The BSI is a key measure of economy-wide spending, tracking the value of credit and debit card transactions processed through Commonwealth Bank point-of-sale terminals.
Find out more about the latest Commonwealth Bank Business Sales Indicator
About the Commonwealth Bank Business Sales Indicator
- The Commonwealth Bank Business Sales Indicator (BSI) is calculated by tracking the value of credit and debit card transactions processed through Commonwealth Bank merchant facilities throughout Australia.
- The BSI has been devised to provide a monthly assessment of spending trends in the Australian economy (covering 19 industry sectors and all Australian states and territories) and is available to the public on the Bank’s website and to the media on or around the 20th day of each month.
- Credit and debit card transactions can be volatile on a month-to-month basis, affected by seasonal and irregular factors.

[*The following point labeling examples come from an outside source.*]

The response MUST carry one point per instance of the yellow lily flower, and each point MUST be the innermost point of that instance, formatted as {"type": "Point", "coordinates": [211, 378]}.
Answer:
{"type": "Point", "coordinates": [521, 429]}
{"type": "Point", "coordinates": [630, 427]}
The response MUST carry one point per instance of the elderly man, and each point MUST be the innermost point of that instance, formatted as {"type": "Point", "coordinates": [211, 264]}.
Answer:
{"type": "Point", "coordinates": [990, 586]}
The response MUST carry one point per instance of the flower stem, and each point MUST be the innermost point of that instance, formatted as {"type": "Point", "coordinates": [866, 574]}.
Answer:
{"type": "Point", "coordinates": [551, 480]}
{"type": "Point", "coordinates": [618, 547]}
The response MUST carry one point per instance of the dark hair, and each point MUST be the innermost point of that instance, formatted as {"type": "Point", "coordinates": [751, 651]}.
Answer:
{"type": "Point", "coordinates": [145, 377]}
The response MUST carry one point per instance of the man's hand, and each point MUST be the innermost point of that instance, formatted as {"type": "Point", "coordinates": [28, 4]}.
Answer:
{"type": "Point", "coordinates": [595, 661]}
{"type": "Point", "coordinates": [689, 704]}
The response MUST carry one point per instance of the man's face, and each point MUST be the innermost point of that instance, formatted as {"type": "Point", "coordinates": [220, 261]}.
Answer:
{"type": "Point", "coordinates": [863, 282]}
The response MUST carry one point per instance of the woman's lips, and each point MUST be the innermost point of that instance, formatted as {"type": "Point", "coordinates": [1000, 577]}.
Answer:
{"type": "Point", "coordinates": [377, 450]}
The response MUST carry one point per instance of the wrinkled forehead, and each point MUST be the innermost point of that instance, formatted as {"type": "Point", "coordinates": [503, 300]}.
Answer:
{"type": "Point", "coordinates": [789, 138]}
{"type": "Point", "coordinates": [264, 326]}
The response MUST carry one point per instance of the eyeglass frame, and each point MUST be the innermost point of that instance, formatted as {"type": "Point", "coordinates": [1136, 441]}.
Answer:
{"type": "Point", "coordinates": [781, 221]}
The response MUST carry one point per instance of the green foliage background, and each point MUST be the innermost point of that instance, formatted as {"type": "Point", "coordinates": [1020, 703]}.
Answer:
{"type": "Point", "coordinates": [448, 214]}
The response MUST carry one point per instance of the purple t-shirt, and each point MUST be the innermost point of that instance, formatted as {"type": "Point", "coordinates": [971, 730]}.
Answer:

The BSI is tracked in seasonally adjusted and trend terms. The overall BSI is measured in both seasonally adjusted and trend terms while state/territory and industry data are measured using the less volatile ‘trend’ approach. The seasonally adjusted and trend estimates of the BSI results are derived via the SEASABS statistical program from the Australian Bureau of Statistics.
- The monthly BSI has been devised to provide a more timely assessment of spending trends in the economy. The main monthly indicator of spending in the economy is the Australian Bureau of Statistics’ (ABS) Retail Trade release. However these statistics only cover spending at retail establishments, and exclude spending at a raft of other businesses.
- The BSI includes transactions made at traditional retail establishments such as supermarkets, clothing stores, cafes and restaurants and as such is more comparable to the ABS Household Final Consumption Expenditure, which is released on a quarterly basis. The BSI also covers businesses such as airlines, car dealers and utilities, such as water and electricity companies, as well as motels, business, professional and government services and wholesalers.
- The BSI includes industry sectors based on the International Merchant Category Code (IMCC) categories. MCC is a four-digit number assigned to a business when the business first starts accepting cards as a form of payment.